The storage medium interface 203 may have a removable storage medium 230 installed therein. The storage medium interface 203 is used to read data from the storage medium 230 and/or write data on the storage medium 230. In one embodiment, the control program 220 and the control command DB 210 may be stored in the storage medium 230 and distributed in this manner. In this case, the control program 220 and the control command DB 210 may be read from the storage medium 230 and installed in the hard disk 205. In another embodiment, the control program 220 and the control command DB 210 may be downloaded from a predetermined server that is connected to the writing control apparatus 20 via a network.

The storage medium 230 is a non-volatile memory that is removable and portable such as a Blu-ray disk, a CD, a DVD, a SD card, a multimedia card, or an xD card. The communication device 204 is used for sending a control command to the laser oscillator 21 or the direction control motor 23 and may be an Ethernet card or a serial communication device such as a USB (Universal Serial Bus), an IEEE 1394 port, or a Bluetooth (registered trademark) port, for example.

FIG. 11 is a block diagram showing an exemplary functional configuration of the writing control apparatus 20. In FIG. 11, the writing control apparatus 2C is connected to a host interface 40 and the laser irradiating apparatus 30. The host interface 40 is for establishing connection with a network or the image processing apparatus 100. The host interface 40 obtains data of an object to be drawn on a label from the image processing apparatus 100. For example, the host interface 40 may obtain a digit sequence that is to be converted into a barcode, configuration information of a barcode or a figure, or font data or configuration information of a character, a number, or a symbol to be drawn. It is noted that the host interface 40 is an exemplary embodiment of a line segment information obtaining unit of the present invention.

The writing control apparatus 20 includes a line segment dividing unit 31, a laser output adjusting unit 32, a drawing speed adjusting unit 33, a drawing position determining unit 34, and a drawing order determining unit 35. It is noted that these functional units of the writing control apparatus 20 may be realized by the CPU 201 executing the control program 220 to perform various functions in cooperation with the hardware components of the writing control apparatus 20 shown in FIG. 105, for example.

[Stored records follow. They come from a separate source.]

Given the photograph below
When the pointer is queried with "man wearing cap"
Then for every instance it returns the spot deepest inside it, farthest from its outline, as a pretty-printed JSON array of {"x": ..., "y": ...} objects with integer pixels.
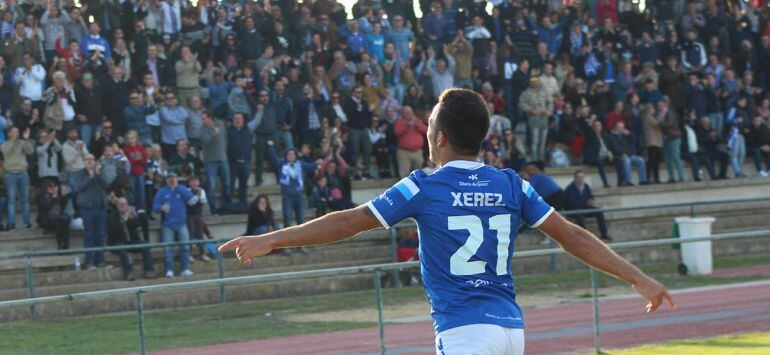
[
  {"x": 88, "y": 106},
  {"x": 171, "y": 202},
  {"x": 537, "y": 103}
]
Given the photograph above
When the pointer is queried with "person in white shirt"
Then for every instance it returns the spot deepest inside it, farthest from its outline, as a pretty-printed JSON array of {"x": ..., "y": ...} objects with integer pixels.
[
  {"x": 30, "y": 77},
  {"x": 62, "y": 92},
  {"x": 171, "y": 16}
]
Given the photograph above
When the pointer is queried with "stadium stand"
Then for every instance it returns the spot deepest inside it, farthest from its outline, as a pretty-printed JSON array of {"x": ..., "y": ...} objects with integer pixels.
[{"x": 215, "y": 90}]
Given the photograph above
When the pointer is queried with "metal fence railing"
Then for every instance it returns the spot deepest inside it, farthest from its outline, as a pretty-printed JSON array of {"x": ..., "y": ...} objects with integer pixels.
[
  {"x": 377, "y": 270},
  {"x": 692, "y": 205}
]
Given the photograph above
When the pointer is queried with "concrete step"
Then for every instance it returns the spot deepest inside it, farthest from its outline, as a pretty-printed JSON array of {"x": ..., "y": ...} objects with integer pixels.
[
  {"x": 187, "y": 298},
  {"x": 66, "y": 275},
  {"x": 753, "y": 246}
]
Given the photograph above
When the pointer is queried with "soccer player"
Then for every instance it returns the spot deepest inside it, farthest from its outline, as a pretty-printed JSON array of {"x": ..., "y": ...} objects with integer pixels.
[{"x": 467, "y": 215}]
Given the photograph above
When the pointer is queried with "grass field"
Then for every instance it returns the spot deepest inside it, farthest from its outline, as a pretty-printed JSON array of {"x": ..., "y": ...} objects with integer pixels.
[
  {"x": 743, "y": 344},
  {"x": 270, "y": 318}
]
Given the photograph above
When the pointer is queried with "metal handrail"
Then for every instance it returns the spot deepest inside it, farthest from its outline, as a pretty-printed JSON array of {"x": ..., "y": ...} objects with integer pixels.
[
  {"x": 357, "y": 269},
  {"x": 52, "y": 252},
  {"x": 392, "y": 236},
  {"x": 403, "y": 225},
  {"x": 377, "y": 269},
  {"x": 663, "y": 205}
]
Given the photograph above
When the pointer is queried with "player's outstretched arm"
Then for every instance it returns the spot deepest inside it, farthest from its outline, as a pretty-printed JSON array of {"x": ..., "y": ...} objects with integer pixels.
[
  {"x": 587, "y": 247},
  {"x": 324, "y": 230}
]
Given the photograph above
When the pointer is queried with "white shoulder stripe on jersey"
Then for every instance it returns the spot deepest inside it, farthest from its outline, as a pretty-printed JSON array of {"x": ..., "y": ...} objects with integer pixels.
[
  {"x": 377, "y": 214},
  {"x": 526, "y": 188},
  {"x": 542, "y": 219},
  {"x": 410, "y": 185}
]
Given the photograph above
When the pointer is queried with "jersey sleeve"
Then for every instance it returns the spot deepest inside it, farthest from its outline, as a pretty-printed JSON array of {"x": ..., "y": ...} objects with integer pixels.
[
  {"x": 534, "y": 210},
  {"x": 398, "y": 202}
]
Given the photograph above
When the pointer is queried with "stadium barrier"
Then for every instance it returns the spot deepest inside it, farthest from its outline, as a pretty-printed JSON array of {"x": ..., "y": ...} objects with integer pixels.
[
  {"x": 376, "y": 269},
  {"x": 692, "y": 205}
]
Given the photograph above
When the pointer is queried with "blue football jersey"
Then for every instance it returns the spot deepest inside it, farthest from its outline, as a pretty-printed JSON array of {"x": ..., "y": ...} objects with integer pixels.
[{"x": 467, "y": 215}]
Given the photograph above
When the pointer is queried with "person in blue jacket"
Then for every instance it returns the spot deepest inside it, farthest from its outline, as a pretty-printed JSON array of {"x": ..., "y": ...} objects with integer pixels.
[
  {"x": 291, "y": 173},
  {"x": 171, "y": 202}
]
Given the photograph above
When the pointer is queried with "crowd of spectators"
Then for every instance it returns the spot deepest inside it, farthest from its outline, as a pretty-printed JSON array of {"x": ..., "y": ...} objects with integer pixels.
[{"x": 106, "y": 100}]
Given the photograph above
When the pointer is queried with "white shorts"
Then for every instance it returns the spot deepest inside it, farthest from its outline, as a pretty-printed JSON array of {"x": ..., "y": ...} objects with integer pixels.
[{"x": 482, "y": 339}]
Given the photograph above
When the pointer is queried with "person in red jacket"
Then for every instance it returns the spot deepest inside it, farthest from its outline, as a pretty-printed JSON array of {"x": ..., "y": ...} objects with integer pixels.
[
  {"x": 137, "y": 157},
  {"x": 410, "y": 136}
]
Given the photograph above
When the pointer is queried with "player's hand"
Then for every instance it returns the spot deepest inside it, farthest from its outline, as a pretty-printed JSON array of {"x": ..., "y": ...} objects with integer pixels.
[
  {"x": 247, "y": 248},
  {"x": 654, "y": 292}
]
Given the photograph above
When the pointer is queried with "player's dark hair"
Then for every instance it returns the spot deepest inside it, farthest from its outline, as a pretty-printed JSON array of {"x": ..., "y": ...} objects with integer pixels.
[
  {"x": 538, "y": 164},
  {"x": 464, "y": 119}
]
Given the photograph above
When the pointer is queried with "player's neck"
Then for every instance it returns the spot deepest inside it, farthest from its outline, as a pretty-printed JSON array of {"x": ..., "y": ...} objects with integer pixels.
[{"x": 453, "y": 157}]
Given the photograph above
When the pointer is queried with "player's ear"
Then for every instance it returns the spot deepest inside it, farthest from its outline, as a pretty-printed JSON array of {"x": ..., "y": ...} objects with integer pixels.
[{"x": 441, "y": 140}]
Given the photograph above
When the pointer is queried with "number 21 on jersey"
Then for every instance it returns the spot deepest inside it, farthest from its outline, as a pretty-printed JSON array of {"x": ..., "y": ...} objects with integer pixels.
[{"x": 460, "y": 264}]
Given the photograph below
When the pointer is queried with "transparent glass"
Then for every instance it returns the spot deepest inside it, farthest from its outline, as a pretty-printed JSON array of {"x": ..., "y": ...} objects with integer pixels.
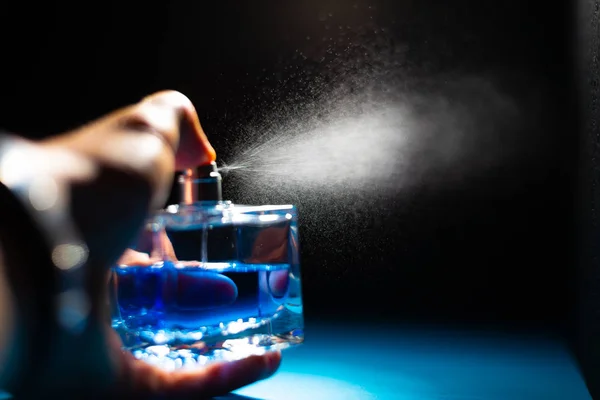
[{"x": 210, "y": 282}]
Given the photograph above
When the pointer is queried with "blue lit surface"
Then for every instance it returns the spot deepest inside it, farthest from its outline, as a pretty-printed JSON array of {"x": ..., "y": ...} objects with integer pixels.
[{"x": 404, "y": 364}]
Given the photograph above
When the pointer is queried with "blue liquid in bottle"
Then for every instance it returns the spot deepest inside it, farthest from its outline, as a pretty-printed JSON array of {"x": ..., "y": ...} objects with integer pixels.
[{"x": 222, "y": 283}]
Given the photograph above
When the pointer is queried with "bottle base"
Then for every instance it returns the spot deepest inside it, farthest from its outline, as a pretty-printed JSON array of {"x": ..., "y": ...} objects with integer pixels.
[{"x": 172, "y": 349}]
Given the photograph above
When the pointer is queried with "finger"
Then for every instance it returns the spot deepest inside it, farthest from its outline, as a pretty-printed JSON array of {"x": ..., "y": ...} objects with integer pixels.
[
  {"x": 132, "y": 257},
  {"x": 213, "y": 380},
  {"x": 194, "y": 148}
]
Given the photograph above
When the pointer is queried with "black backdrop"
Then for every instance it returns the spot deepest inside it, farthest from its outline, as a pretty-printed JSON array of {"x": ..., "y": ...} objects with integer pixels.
[{"x": 495, "y": 248}]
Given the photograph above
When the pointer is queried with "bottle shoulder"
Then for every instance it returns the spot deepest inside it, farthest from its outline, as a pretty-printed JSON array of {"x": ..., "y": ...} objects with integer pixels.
[{"x": 224, "y": 212}]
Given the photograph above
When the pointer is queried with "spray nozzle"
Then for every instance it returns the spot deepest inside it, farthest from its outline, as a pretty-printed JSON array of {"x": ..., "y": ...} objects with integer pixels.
[{"x": 202, "y": 183}]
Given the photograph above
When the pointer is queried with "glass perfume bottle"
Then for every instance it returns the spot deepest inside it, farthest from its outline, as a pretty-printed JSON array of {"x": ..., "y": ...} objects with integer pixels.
[{"x": 209, "y": 280}]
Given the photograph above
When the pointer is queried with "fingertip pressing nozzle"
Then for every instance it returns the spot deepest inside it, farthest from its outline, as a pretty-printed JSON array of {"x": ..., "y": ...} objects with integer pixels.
[{"x": 202, "y": 183}]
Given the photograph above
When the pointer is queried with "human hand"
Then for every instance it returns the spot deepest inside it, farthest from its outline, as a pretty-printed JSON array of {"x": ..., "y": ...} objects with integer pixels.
[{"x": 114, "y": 171}]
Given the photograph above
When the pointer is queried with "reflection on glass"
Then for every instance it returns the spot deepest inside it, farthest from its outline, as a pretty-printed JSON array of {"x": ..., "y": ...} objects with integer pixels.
[{"x": 223, "y": 281}]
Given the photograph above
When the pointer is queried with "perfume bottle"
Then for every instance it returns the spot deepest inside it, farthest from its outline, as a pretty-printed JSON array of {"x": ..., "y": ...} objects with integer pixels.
[{"x": 209, "y": 280}]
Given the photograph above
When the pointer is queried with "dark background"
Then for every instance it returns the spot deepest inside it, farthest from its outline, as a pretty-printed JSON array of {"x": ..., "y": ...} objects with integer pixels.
[{"x": 495, "y": 248}]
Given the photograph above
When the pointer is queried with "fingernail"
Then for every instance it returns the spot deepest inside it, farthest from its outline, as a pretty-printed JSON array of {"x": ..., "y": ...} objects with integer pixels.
[{"x": 171, "y": 98}]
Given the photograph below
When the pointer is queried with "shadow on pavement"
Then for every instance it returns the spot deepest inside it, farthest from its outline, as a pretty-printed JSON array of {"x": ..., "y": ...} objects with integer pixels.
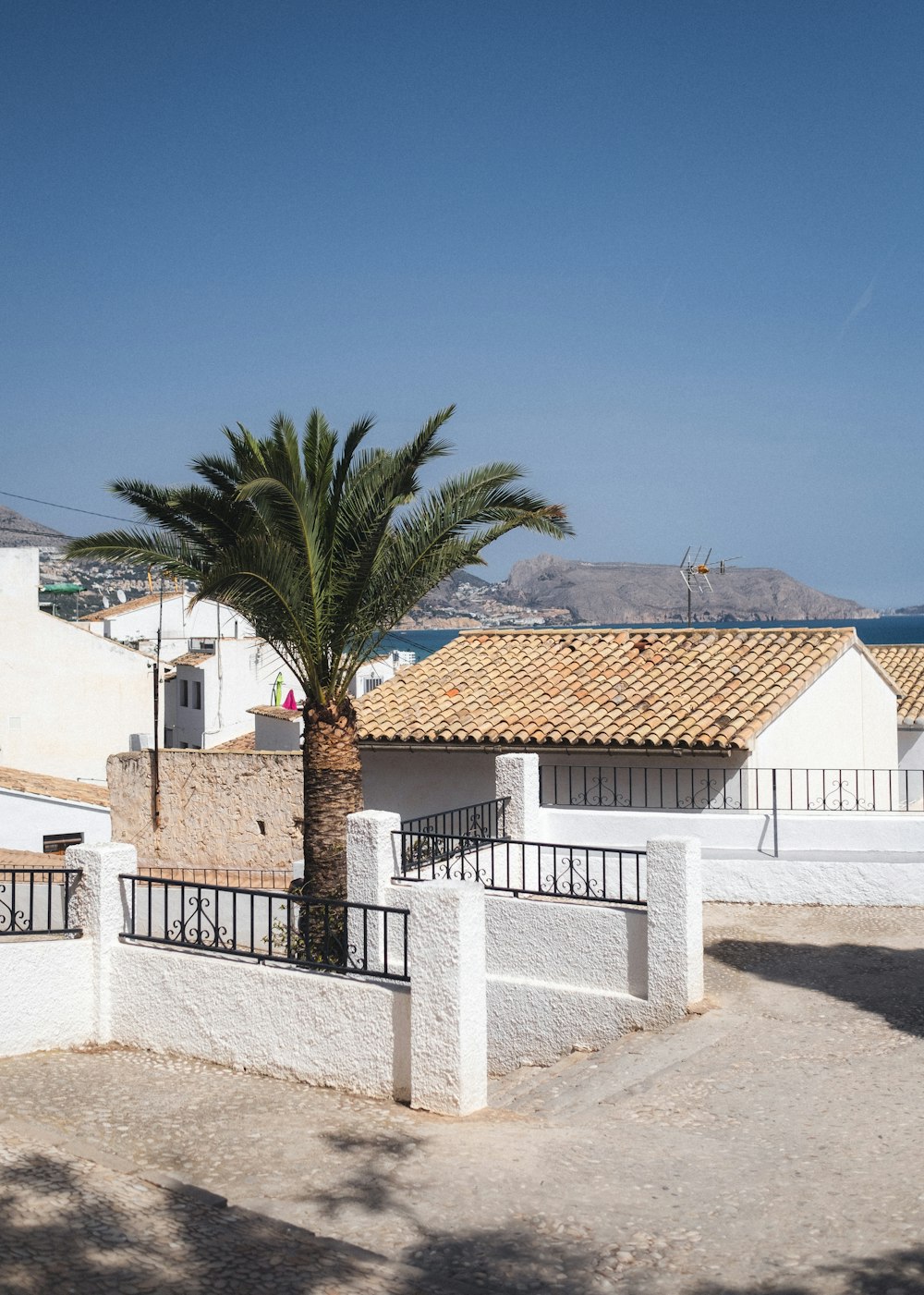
[
  {"x": 900, "y": 1272},
  {"x": 875, "y": 978}
]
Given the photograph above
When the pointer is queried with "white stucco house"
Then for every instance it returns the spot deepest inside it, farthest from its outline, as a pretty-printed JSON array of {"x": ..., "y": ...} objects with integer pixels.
[
  {"x": 280, "y": 729},
  {"x": 34, "y": 807},
  {"x": 210, "y": 697},
  {"x": 184, "y": 629},
  {"x": 905, "y": 665},
  {"x": 646, "y": 719},
  {"x": 67, "y": 698}
]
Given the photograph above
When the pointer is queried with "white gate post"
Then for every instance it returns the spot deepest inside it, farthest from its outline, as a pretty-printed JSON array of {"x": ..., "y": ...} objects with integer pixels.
[
  {"x": 448, "y": 996},
  {"x": 675, "y": 887},
  {"x": 101, "y": 910},
  {"x": 371, "y": 855},
  {"x": 517, "y": 777}
]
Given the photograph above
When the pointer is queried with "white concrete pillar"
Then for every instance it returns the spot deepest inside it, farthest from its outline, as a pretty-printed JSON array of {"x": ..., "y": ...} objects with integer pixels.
[
  {"x": 373, "y": 858},
  {"x": 448, "y": 996},
  {"x": 675, "y": 886},
  {"x": 101, "y": 908},
  {"x": 517, "y": 777}
]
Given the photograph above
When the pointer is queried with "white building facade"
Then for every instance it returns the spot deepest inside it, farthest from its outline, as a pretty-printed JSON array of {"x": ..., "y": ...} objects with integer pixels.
[
  {"x": 67, "y": 698},
  {"x": 184, "y": 629},
  {"x": 209, "y": 700}
]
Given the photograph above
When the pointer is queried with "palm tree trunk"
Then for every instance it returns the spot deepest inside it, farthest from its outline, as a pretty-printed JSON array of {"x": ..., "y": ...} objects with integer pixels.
[{"x": 333, "y": 788}]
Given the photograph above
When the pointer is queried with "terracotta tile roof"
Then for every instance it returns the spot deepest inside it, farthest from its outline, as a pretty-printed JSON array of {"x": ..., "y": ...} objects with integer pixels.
[
  {"x": 905, "y": 665},
  {"x": 639, "y": 688},
  {"x": 193, "y": 658},
  {"x": 58, "y": 788},
  {"x": 146, "y": 600},
  {"x": 246, "y": 742}
]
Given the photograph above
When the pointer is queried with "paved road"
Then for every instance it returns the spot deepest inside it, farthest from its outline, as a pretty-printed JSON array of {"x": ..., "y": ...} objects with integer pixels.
[{"x": 772, "y": 1143}]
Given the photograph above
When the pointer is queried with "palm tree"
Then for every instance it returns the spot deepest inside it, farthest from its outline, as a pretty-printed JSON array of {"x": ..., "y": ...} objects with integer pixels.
[{"x": 322, "y": 545}]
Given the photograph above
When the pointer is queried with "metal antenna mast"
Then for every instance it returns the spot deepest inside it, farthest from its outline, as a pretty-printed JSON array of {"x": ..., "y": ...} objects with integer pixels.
[{"x": 695, "y": 571}]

The drawing position determining unit 34 obtains position information of an object to be drawn such as a barcode or a figure and generates stroke information of strokes to be drawn such as that shown in FIG. 65 to color a region defined by an outer frame. It is noted that the pitch may be fixed or designated by a user.

The drawing order determining unit 35 arranges the positions of the staring points and the end points of adjacent strokes to alternate in the manner shown in FIG. 6C, for example, so that the drawing time may be reduced. Also, the drawing order determining unit 35 determines the order in which the strokes are to be drawn. For example, the drawing order determining unit 35 may have the strokes drawn in order from one side to the other starting from the rightmost or leftmost stroke.

The line segment dividing unit 31 divides a backward stroke into line segments. It is noted that details of the line segment dividing unit 31 are described below.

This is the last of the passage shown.